The tipping point was in Miami, where C.B. Bucknor, known for such hits as "Runners Interference" and "Obscure Lines In My Rulebook" (available on Ronco Records) completely botched a play at the plate where Jorge Cantu clearly was safe as he slid through Carlos Ruiz's leg on a play at the plate. It was in the eighth inning, and of course Cantu was the tying run. Instead, the Phillies defeat the Marlins 3-2 to jump back into first place.

Umpires 2 Mets 1

But thankfully, and most importantly, the Brewers are chum. So at least if the Mets break our hearts, they'll most likely fall into the mild card, and not the golf course. I'd go further into why it would be a good idea to win the division instead of the mild card ... but of course if the Brewers were to catch the Mets after my detailed analysis then I'd have to live with it the rest of my life, and my life doesn't need that scarlet letter.


Toasty Joe said...

I'll take the Wild Card. You know the Cubs have to lose to SOMEONE, so it may as well be us.

Anonymous said...

I envision the following scenario. The Brewers pick up Al Reyes (deemed not good enough to pitch in the worst bullpen in the history of baseball) who inspires the team through his pitching and motivational speech ability to win the remainder of their games thus beating the Mets out for the wild card on the last day of the season on which the Mets bullpen collectively blows a 12 - 0 lead allowing 13 runs in the 9th after Manuel pulls Johan Santana as he has thrown 108 pitches in 8 innings of one hit ball. That was a long sentence but it just about sums it up.

Anonymous said...

I wasn't too upset about last night's loss. Petey pitched pretty decently. We just didn't hit (except for Petey). It happens.

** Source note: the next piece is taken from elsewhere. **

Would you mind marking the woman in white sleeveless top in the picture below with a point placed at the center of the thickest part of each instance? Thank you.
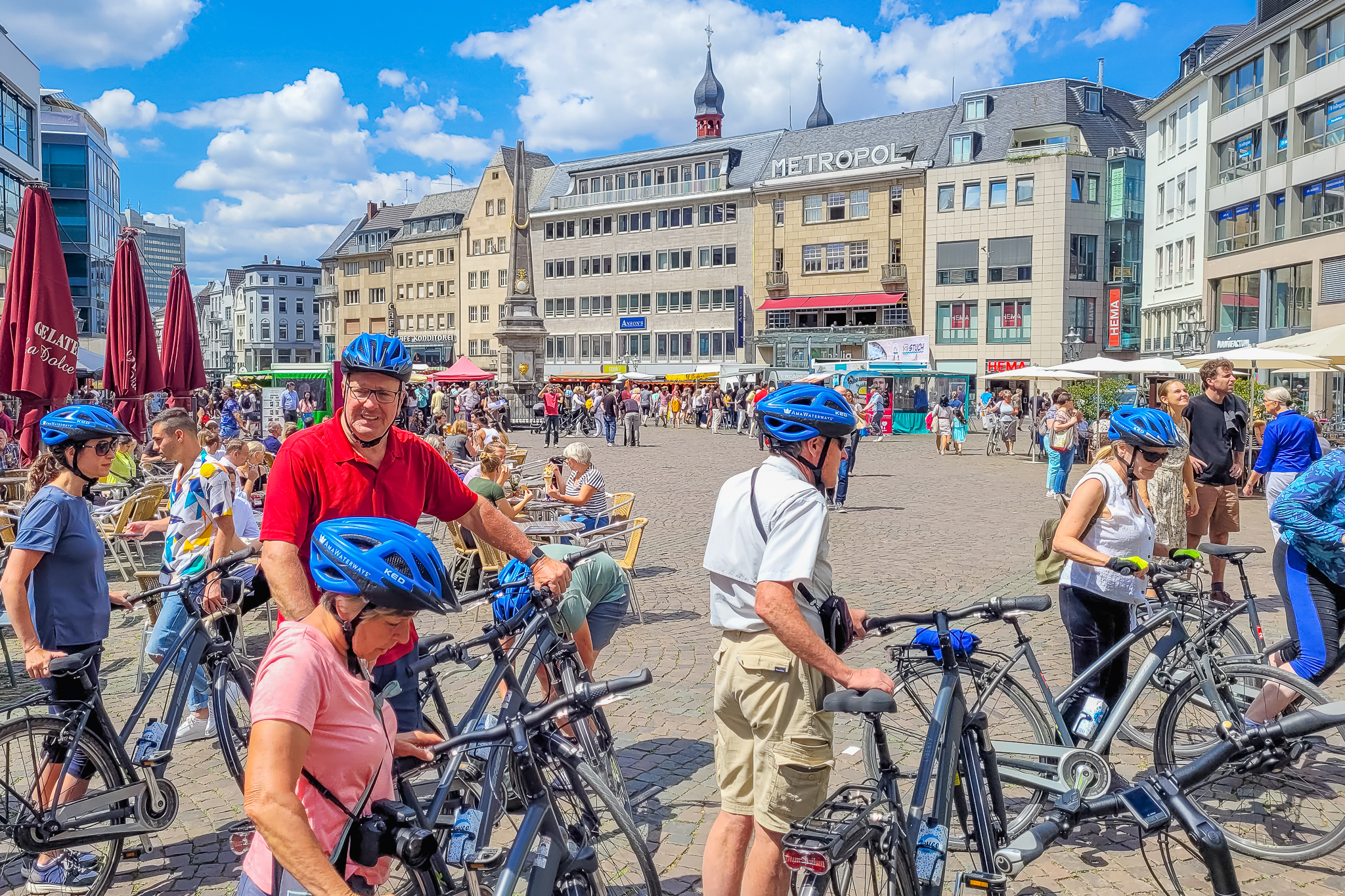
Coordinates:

The way I see it, the Mets are actually a game in front of the Phils right now. How so, you say? They're tied in the loss column, which is what really counts. Also, a tie goes to the head-to-head season series winner (the Mets). Assuming the Mets and Phils are both going to the playoffs, the Phils must have at least a one game lead to win the NL East.

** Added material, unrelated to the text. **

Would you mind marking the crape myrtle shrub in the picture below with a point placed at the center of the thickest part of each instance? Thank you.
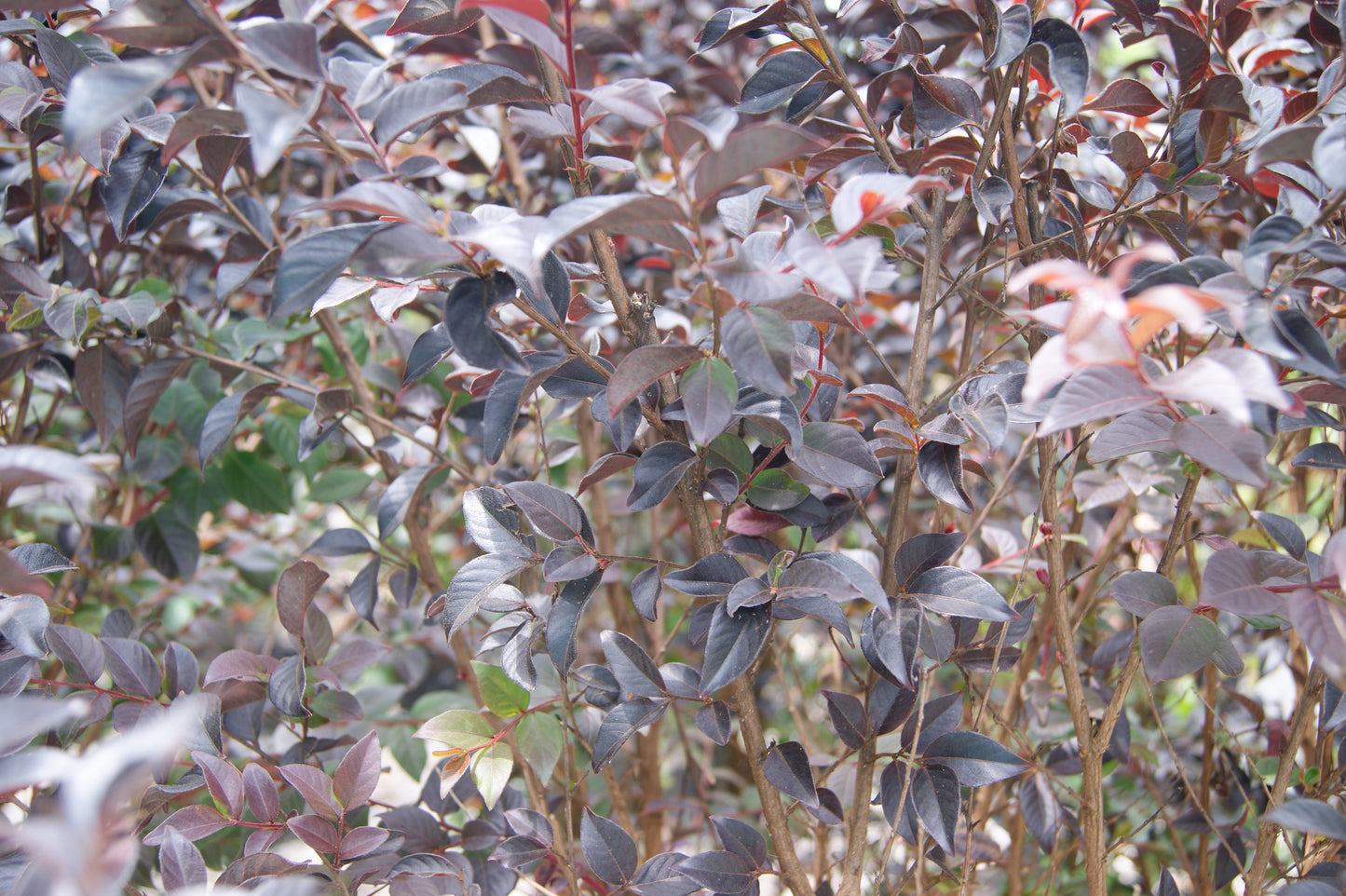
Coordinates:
(653, 447)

Again, that's assuming the Brewers are out of the picture . . . And remember, the Dodgers could be dangerous in the post season.

Go Big Pelf today . . .

katherine said...

Metstradamus, will you please add that crazy relief pitcher for the Braves to your hate list? His distracting wavering dance he did before pitching enraged me. Keith said , "makes you want to hit a line drive off his forehead".

Normally I am a peace-loving, kind, helpful person, but that ridiculous performance made me want to personally bash his head in with a bat.